Further analysis revealed that trial participants who smoked and met two additional criteria had a 26% increased risk of losing significant lung function and a 28% increased likelihood of dying within five years compared with smokers who did not meet any additional criteria. Those who met all four diagnostic criteria had a 188% increase in risk of losing lung function and a roughly 500% chance of dying within five years compared with those who did not meet any additional criteria.

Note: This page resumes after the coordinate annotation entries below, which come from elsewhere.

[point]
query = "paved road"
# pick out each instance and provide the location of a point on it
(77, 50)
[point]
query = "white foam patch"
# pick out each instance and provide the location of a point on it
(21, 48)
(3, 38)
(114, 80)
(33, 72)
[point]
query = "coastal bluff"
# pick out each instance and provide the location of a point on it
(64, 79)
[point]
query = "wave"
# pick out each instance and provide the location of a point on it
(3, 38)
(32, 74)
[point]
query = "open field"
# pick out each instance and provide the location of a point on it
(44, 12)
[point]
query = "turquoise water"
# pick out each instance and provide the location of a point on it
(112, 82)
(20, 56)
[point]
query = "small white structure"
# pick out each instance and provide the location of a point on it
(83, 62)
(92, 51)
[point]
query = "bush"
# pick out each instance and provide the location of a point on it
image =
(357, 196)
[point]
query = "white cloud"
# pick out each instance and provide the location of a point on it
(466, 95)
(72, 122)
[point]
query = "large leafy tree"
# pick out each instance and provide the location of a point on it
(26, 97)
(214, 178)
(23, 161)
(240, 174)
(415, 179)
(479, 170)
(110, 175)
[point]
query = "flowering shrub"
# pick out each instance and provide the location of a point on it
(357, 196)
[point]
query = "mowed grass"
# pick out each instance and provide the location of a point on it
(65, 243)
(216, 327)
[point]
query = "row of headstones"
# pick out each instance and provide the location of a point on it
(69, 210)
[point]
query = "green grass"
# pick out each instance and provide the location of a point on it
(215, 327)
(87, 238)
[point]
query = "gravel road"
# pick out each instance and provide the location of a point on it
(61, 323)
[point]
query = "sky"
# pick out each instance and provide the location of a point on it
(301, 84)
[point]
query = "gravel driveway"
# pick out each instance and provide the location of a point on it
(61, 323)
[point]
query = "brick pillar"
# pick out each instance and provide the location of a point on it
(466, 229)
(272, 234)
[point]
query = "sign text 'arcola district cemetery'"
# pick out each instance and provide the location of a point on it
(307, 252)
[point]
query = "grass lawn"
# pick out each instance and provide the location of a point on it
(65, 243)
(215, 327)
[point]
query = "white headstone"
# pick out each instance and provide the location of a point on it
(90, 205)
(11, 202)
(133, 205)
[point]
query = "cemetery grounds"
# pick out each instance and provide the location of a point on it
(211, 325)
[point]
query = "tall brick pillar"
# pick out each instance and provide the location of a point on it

"Right now people who do not meet the current diagnostic criteria for COPD are not included in clinical trials of experimental COPD therapies," Crapo said. "Our proposed diagnostic criteria could open clinical trials to these people, stimulate important research of potential therapies to slow, stop or even prevent progression of the disease."
In an accompanying editorial, Dr. Peter Barnes of Imperial College London in the U.K. and colleagues noted that the studies confirmed that many smokers who do not have abnormal spirometry results, and thus do not meet the current criteria for further testing, are likely to develop serious COPD and have an increased risk of death.
"This new approach to diagnosis is easy to apply in hospital clinics, where CT scanning is readily available and many patients already have routine low-dose CT scans performed," Barnes and colleagues wrote. "However, it may be more difficult to implement in general practice, where most patients with early COPD are seen."